Eigentlich klingt es nicht nach viel, was der Chicorée zum Wachsen braucht: Wasser, die richtige Temperatur und absolute Dunkelheit. Aber wie so oft sind es die Details, die den Anbau des zarten, leicht bitteren Wintergemüses nicht gerade einfach machen. Michael Bauer weiß das nur allzu gut. 1984 hat er seine Diplomarbeit an der Universität für Bodenkultur über den Chicorée geschrieben. „Ich war auch sicher einer der Ersten, der ihn bei uns angebaut hat, zumindest in Ostösterreich“, sagt Bauer. Heute zählt er zu den gefragtesten Gemüsebauern, der allerdings ausschließlich die Gastronomie beliefert, darunter Heinz Reitbauer vom Steirereck, Paul Ivic im Tian und Rupert Schnait, der im Hotel Imperial kocht.

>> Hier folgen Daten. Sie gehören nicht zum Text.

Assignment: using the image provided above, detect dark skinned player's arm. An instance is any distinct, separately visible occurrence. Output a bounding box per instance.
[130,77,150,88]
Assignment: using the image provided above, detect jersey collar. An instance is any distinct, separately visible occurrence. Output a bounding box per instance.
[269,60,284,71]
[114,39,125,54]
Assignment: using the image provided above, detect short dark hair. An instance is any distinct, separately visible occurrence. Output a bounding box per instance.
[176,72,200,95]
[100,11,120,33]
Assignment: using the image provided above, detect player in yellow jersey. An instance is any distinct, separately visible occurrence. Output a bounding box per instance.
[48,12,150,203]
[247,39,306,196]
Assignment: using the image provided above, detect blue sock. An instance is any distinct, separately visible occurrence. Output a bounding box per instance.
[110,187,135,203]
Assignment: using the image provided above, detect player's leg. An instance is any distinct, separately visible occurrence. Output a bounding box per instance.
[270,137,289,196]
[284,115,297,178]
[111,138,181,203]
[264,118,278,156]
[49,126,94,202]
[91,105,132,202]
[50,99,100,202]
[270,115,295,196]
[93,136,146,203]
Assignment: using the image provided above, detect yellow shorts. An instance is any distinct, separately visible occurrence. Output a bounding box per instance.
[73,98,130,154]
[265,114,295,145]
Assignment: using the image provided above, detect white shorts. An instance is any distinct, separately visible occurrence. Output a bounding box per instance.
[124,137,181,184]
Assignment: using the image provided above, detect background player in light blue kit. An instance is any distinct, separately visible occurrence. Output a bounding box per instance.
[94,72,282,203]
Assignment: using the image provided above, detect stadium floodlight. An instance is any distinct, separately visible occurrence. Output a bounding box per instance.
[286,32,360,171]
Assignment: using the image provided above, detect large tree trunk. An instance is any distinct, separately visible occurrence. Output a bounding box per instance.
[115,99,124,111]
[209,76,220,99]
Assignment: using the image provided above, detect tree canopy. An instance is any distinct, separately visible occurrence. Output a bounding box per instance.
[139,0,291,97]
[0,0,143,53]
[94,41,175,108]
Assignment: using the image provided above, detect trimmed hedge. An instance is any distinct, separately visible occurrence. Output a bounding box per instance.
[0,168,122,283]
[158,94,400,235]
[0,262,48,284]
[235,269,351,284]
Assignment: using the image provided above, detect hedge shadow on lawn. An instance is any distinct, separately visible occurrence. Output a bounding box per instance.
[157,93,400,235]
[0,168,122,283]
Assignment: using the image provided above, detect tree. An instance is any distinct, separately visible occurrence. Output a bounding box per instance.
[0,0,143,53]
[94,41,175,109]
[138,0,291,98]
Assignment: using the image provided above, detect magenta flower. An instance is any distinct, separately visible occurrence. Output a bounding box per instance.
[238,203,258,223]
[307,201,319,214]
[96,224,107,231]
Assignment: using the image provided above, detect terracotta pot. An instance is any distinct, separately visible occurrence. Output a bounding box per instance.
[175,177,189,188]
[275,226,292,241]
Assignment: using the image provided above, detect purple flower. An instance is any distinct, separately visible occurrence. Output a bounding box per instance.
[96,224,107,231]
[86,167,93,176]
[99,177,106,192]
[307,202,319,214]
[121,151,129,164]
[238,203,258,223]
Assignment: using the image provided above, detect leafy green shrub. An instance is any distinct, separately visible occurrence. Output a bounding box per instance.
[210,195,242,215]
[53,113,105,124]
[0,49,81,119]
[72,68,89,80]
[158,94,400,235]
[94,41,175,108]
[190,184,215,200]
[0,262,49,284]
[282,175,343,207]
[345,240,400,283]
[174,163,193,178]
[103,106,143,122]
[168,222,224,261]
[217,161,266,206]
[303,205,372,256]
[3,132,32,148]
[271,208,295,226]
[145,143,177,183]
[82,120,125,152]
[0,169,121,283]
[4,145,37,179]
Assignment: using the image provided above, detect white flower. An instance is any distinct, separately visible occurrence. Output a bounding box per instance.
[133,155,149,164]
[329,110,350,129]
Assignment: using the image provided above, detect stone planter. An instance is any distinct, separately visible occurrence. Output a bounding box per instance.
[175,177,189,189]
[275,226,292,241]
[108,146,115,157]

Damals, als Bauer studiert hat, hat es noch wesentlich weniger Bewusstsein für heimisches Gemüse gegeben. „Ich habe meine Diplomarbeit bei einem Obstbauprofessor geschrieben, weil dieser auch die Gemüsebauvorlesungen gehalten hat. Nicht einmal am Pflanzeninstitut wollten sie Gemüsebauvorlesungen, das hatte damals keine Bedeutung in Österreich“, sagt Bauer, der für seine Diplomarbeit vor allem in Deutschland geforscht hat.

Heute gilt Bauer sozusagen als Spezialist für Chicorée und andere Gemüsesorten, die er in seinen Treibräumen in Stetten (Bezirk Korneuburg) zieht. „Meine Frau, Waltraud, und ich diskutieren jedes Jahr, dass es zu viel wird. Die Nachfrage aus der Gastronomie ist mehr, als ich schaffen kann.“ Zwei- bis dreimal die Woche fährt Bauer aus und beliefert seine Kunden persönlich. „Der Heinz Reitbauer kommt immer heraus, wenn ich da bin, und schaut sich alles genau durch. Der Letzte, den ich beliefere, bekommt dann nicht mehr so viel. Aber das wissen sie auch“, sagt Bauer.

Denn neben dem Chicorée, den er auch als rote Sorte zieht, hat er Radicchio und weitere Spezialitäten im Angebot. Ein kurzer Blick in den Kühlraum macht die Vielfalt deutlich: gekrauster Grünkohl, Schwarzkohl, Federkohl in weiß und violett, Erbsensprossen, Mini-Petersilwurzeln, roter Mini-Sauerampfer, gelbe Rüben – „und etwas ganz Neues, das hat meine Frau entdeckt, das ist eine Art Wildbrokkoli, der keine Röschen macht, Spigarello.“ Bauer hat es gegoogelt: „Die Küchenchefs in New York sind ,crazy about that‘, steht da“. Das ist aber nur das Angebot, das der Jänner hergibt. „Im Sommer hab' ich allein 45 verschiedene Sorten Paradeiser“, sagt Bauer. Nein, zu wenig Arbeit habe er nicht.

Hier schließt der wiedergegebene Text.